The RTI Act of 2005 set into motion this basic postulate of public sovereignty into practice for the first time and the manifestation of which was the nearly 5 million RTIs filed by the people of India every year, seeking information on a myriad of issues and problems confronting them on a daily basis. It also strengthened the media who could pitch powerful stories, do investigative journalism and bring the failures of the government and its flawed policies in the public domain.

The proposed Amendment will cause grievous injury to this process of public endeavour for information on governance and have a debilitating effect on the kind of information and the ease with which information will be accessed by the public. By diluting the stature and autonomy of the Information Officer, the government of the day will have as much control as they have on regular state machinery elements like the police, the bureaucracy and institutions where the government controls all appointments, transfers and salaries. It is therefore very unlikely after this RTI amendment for a CIC or ICs to expose unpalatable facts about the government, thus trampling on people’s power whilst bolstering the state’s hegemony.

Accountability and Transparency in Islam

The system that Islam adopts for governance is in consonance with its basic philosophy that all are born equal and there is only One God, Who is not only our Provider and Sustainer but also our Law-Giver and Sovereign.

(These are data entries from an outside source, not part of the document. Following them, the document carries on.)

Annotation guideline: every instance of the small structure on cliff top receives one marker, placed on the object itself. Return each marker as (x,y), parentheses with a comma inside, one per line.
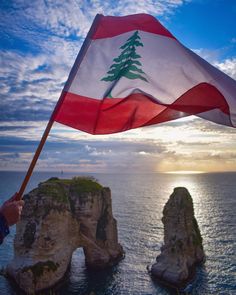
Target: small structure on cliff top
(60,216)
(182,249)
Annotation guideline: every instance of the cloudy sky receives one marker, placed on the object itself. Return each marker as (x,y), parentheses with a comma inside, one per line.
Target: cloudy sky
(39,43)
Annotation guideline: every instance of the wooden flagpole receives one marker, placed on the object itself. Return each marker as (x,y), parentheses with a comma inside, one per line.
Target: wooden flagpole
(78,60)
(34,160)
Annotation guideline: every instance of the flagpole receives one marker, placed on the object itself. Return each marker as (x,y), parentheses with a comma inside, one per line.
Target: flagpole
(50,123)
(34,160)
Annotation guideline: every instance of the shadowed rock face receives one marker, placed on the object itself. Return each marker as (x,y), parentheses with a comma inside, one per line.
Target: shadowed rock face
(58,217)
(182,249)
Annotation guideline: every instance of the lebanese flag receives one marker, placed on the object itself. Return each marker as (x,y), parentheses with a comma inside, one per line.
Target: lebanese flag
(132,72)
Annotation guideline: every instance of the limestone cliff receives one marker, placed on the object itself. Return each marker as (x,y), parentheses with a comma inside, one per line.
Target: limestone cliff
(60,216)
(182,249)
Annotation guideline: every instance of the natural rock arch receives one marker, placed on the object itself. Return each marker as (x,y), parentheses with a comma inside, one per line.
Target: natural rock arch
(60,216)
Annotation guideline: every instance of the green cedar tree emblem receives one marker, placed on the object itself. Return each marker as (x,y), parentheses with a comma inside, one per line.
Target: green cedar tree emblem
(127,64)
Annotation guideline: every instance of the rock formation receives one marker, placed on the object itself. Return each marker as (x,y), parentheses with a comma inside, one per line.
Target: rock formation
(60,216)
(182,249)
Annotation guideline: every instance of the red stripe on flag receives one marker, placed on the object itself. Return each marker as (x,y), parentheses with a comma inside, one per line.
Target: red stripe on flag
(110,26)
(113,115)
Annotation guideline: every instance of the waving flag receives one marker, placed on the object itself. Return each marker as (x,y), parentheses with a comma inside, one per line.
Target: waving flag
(132,72)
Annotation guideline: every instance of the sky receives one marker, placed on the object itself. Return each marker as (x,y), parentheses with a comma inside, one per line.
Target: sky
(39,43)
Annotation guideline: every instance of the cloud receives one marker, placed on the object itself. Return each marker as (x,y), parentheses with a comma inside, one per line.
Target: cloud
(228,66)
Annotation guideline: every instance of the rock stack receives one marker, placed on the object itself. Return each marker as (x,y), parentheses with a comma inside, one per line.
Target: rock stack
(60,216)
(182,249)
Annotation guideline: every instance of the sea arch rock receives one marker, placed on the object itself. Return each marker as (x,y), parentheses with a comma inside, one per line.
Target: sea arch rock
(58,217)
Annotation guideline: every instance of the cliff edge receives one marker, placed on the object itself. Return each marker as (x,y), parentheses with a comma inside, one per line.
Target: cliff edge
(60,216)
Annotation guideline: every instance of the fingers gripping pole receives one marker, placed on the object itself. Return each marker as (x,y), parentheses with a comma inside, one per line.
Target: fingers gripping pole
(35,158)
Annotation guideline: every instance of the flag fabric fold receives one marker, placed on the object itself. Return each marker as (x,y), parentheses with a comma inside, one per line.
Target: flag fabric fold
(132,72)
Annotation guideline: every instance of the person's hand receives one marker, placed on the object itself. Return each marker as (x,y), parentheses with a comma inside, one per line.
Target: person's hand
(11,209)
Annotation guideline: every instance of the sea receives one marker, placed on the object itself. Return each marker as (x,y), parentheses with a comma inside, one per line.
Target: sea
(138,201)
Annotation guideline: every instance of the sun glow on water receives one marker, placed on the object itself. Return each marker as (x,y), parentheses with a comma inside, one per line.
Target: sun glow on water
(185,172)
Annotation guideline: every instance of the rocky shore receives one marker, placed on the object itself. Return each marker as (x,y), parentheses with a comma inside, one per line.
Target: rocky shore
(60,216)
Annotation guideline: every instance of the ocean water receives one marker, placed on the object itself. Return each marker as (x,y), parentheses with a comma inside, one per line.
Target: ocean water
(138,201)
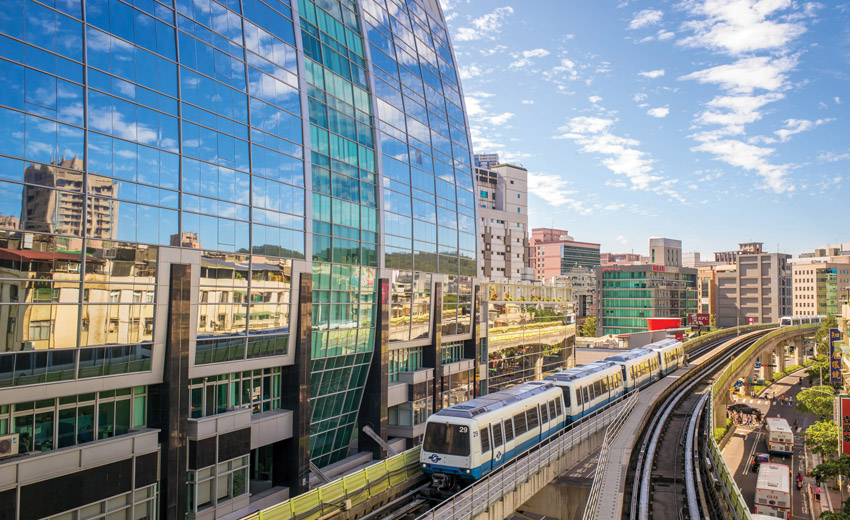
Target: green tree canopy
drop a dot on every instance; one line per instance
(588, 328)
(816, 401)
(822, 437)
(822, 335)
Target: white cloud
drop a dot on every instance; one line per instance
(796, 126)
(486, 26)
(553, 189)
(732, 113)
(525, 58)
(652, 74)
(499, 119)
(743, 26)
(752, 158)
(469, 71)
(658, 112)
(748, 74)
(645, 18)
(833, 157)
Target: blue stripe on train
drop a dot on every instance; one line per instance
(483, 469)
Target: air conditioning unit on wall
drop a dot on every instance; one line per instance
(9, 445)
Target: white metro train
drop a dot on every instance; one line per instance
(790, 321)
(469, 440)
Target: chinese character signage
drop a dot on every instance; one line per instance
(845, 424)
(834, 357)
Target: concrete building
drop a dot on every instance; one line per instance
(828, 250)
(820, 285)
(749, 248)
(756, 289)
(553, 251)
(503, 219)
(665, 251)
(622, 259)
(261, 253)
(583, 295)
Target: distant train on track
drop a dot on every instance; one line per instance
(467, 441)
(789, 321)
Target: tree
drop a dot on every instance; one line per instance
(832, 468)
(822, 437)
(588, 328)
(822, 335)
(816, 402)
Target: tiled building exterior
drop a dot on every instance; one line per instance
(222, 225)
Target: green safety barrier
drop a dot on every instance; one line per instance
(356, 487)
(737, 499)
(705, 338)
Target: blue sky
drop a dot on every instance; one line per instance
(714, 122)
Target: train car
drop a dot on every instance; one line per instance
(773, 491)
(588, 387)
(639, 367)
(469, 440)
(790, 321)
(670, 354)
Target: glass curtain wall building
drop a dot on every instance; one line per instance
(232, 233)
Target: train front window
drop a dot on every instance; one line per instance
(448, 439)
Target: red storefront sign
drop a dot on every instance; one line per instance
(663, 323)
(702, 320)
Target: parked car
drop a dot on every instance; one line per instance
(758, 459)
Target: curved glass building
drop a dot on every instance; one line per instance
(235, 236)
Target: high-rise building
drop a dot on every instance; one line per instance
(745, 248)
(634, 298)
(503, 219)
(755, 288)
(820, 285)
(224, 224)
(665, 251)
(553, 251)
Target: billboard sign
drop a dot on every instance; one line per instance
(700, 320)
(844, 408)
(834, 356)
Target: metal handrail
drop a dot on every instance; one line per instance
(478, 497)
(610, 434)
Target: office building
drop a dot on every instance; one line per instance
(820, 285)
(212, 250)
(622, 259)
(502, 219)
(754, 289)
(745, 248)
(665, 251)
(553, 251)
(638, 297)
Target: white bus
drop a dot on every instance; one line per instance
(773, 491)
(780, 437)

Thus, the governed and the government are at par in terms of the accountability and transparency that they may mutually demand of each other. Both the individual and the state are of course entitled to certain privileges and protections in terms of personal privacy and national security respectively.

There are many examples from the life of the Prophet ﷺ, the Rightly Guided Caliphs and pious predecessors that embody the system of transparency and accountability practised by the polity and system of governance promulgated by Islam. Without accepting these noble principles and moral values, we will always struggle to truly transform “mantris” (ministers) into our “sevaks” (servants).